Stacy Reiser is a struggling actress contending with a career that’s going nowhere slowly, a dismal love life, and a widowed mother who isn’t going to let the thousands of miles between them keep her from meddling. As much as she loves her mother in an exasperated sort of way, Stacy is glad the nosy and bossy Helen is back home in Cleveland. Meanwhile, a small, but showy part in the new Jim Carrey movie looks like it might give her career a step up. Unfortunately things are doomed to get far worse before they get better.
First, Helen decides to move to Los Angeles from Cleveland to be closer to Stacey. Then film critic Jack Rawlins pans the movie on his TV show, singling Stacey out in particular with a devastating criticism that sends her already floundering career into a tailspin. If that’s not bad enough, Helen’s discovery of a bone in a can of tuna brings her to the attention of the tuna company. Impressed with her bluntness when she comes to complain, they hire her to appear as their spokeswoman in a series of commercials.
Suddenly Helen is the talk of the town, a “Where’s the Beef”-type celebrity appearing on talk shows and attracting the attention of a suitor in the form of Hollywood mover and shaker Victor Chellis. Helen is living Stacy’s dream, while Stacy herself has suddenly turned into her mother, nagging Helen about her career, her love life, and everything else while Helen blows her off, much the way Stacy used to treat her. The situation couldn’t be more aggravating, until Stacy starts to suspect that Victor may be more dangerous than he appears and she’s the only one who can save her mother.
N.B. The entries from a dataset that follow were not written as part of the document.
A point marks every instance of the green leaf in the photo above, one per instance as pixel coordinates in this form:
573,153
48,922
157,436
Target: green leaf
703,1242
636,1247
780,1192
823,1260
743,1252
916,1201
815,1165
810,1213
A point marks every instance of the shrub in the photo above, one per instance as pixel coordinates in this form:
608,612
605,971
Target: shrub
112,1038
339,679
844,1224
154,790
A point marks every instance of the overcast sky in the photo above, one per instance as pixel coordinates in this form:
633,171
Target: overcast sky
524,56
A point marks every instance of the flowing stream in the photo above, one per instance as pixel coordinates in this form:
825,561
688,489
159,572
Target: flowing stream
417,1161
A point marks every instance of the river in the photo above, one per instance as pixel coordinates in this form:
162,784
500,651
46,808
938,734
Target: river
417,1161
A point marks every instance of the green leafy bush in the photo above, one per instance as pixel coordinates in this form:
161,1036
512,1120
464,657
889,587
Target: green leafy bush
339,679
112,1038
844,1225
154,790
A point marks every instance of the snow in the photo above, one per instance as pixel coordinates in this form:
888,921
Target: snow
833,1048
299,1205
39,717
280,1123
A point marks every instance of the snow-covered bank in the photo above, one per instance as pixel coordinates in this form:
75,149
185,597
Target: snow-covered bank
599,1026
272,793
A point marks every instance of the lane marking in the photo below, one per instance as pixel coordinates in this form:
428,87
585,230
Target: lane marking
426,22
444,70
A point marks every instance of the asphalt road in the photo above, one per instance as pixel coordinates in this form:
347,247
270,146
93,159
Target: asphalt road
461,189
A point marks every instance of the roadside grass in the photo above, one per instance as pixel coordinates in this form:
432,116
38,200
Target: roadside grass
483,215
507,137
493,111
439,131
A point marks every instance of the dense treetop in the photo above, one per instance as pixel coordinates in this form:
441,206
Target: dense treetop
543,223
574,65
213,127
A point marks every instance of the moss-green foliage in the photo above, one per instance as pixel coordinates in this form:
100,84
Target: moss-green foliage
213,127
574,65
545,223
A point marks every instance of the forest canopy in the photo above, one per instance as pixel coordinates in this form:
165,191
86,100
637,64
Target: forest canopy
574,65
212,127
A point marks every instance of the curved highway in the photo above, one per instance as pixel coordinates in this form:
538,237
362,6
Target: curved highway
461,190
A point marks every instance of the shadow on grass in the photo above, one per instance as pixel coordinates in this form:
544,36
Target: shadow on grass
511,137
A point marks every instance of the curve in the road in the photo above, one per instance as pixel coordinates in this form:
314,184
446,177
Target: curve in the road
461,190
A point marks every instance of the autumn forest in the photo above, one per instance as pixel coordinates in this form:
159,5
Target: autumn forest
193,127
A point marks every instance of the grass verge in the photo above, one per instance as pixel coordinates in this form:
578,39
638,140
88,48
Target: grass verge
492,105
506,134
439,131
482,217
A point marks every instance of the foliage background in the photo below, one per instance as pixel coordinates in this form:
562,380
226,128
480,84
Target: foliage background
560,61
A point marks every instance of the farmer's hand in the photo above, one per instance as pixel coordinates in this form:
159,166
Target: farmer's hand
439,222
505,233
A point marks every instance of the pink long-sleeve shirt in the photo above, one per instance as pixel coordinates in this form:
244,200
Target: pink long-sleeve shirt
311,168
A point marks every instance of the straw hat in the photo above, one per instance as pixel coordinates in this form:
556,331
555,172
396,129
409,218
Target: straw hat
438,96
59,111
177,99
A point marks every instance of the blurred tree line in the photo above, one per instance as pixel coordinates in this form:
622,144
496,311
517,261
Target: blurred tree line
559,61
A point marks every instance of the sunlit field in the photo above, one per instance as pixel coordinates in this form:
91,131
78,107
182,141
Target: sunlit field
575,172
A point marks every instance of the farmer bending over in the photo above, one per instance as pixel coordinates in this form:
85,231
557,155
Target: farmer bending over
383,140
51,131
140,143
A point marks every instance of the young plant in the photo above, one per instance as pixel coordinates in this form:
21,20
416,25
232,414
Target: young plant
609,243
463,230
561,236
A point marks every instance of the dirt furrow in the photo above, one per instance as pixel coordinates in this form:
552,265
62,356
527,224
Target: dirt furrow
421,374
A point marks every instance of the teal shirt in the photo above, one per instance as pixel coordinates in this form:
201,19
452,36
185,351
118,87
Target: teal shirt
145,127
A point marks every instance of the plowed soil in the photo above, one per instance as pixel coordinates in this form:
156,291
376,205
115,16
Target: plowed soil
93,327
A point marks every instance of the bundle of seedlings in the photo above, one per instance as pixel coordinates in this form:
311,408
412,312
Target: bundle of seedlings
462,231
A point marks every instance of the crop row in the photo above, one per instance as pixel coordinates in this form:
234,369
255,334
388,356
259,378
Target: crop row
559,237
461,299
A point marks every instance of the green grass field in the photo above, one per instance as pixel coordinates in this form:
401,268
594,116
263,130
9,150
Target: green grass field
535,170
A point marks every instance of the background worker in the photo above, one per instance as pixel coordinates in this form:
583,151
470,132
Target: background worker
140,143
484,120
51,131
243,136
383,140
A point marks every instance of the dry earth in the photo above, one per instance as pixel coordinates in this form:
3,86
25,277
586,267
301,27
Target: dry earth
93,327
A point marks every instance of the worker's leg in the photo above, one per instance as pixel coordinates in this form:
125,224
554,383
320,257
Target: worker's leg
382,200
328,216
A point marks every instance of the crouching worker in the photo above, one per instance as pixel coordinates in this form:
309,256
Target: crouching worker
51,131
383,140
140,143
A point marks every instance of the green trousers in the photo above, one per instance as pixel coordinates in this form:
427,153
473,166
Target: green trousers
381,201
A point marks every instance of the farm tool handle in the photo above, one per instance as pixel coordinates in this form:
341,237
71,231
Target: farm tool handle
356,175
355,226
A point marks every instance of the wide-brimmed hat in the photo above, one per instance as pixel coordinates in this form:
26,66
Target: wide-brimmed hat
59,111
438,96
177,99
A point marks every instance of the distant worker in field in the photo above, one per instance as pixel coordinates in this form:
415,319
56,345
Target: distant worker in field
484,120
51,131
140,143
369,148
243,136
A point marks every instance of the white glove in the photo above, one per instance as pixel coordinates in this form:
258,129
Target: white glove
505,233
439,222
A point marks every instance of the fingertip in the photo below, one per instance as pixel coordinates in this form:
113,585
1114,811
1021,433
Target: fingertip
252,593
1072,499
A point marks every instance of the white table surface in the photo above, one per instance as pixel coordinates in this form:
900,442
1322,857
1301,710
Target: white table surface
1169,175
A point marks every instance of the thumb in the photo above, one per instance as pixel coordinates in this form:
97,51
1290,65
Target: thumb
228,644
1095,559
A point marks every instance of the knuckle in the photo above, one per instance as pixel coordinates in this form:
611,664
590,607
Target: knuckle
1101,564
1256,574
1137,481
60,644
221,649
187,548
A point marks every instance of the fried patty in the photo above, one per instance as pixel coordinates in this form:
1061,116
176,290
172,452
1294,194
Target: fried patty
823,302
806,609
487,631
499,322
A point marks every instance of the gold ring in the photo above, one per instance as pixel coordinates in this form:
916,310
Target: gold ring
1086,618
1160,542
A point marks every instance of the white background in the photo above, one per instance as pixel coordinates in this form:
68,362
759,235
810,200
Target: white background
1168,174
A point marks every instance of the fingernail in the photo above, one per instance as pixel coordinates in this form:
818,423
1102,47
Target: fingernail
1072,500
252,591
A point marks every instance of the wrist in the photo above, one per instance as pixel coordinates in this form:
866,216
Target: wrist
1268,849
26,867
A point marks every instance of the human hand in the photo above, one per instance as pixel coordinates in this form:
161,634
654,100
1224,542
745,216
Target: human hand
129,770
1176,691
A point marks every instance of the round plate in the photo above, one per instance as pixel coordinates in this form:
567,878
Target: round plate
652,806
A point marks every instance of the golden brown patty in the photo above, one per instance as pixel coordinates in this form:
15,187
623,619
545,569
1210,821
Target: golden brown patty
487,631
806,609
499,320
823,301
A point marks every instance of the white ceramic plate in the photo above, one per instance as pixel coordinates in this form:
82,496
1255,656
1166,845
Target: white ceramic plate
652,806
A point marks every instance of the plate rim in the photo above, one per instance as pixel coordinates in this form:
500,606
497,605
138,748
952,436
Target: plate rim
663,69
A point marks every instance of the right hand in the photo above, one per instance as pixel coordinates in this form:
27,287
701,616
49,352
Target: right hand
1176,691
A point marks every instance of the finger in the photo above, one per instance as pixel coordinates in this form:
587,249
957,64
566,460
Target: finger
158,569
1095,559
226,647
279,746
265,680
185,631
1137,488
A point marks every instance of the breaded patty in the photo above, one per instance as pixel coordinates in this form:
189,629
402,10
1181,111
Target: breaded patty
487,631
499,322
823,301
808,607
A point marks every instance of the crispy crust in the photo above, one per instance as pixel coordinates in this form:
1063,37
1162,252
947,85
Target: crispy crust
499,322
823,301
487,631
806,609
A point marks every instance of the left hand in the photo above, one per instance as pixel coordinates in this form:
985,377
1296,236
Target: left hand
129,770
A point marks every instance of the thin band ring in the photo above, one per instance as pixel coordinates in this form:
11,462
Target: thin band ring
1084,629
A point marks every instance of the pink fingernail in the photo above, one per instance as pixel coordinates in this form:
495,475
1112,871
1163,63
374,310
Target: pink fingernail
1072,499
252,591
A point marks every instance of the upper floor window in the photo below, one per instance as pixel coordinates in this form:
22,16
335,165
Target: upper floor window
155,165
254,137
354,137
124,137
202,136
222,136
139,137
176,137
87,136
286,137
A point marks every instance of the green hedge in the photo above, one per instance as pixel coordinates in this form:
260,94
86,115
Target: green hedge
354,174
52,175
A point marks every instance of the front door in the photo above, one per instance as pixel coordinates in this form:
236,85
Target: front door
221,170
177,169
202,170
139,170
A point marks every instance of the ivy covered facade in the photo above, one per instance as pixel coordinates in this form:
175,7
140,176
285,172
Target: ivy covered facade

Lucky Stars is one of those books that isn’t common enough, a fast and funny confection that shows no signs of an author straining for effect. The humor flows easily from the breezy first-person narration, with a heroine who manages to retain her likeability throughout her madcap misadventures.
Heller drops names and offers numerous pop culture references that come naturally; unlike so many other books where the use of real people, places and TV shows only make the story seem that much more fake (and often, more annoying), they seem perfectly fitting in Heller’s more convincing present-day Hollywood and add to the story’s believability.
Perhaps appropriately, Lucky Stars is also completing lacking in substance. The story is so light the book would float away if the hardback cover weren’t holding it down. Other than its narrator heroine, and to some degree, her love interest, none of the characters have any depth. This is only really a problem with Helen, who is the focus of so much of the story yet who never seems like anything but a cartoon, regardless of which side of her is being shown, the pre-success or after. The suspense element regarding her boyfriend, and later, fiancé, is too obvious and certainly too thin considering how much of the latter part of the book is built on it.
This is still a book that flies by, carrying the reader along from one amusing incident to the next. Parts of the story have an anecdotal feel, covering Stacy’s trials as a struggling actress in a way that for the most part is humorous instead of painful. There are those books destined to stick with us, and those that are good for a couple of highly entertaining hours. For the most part, Lucky Stars is a solid example of the latter. It’s fluffy, no doubt about it, but also reliably fun.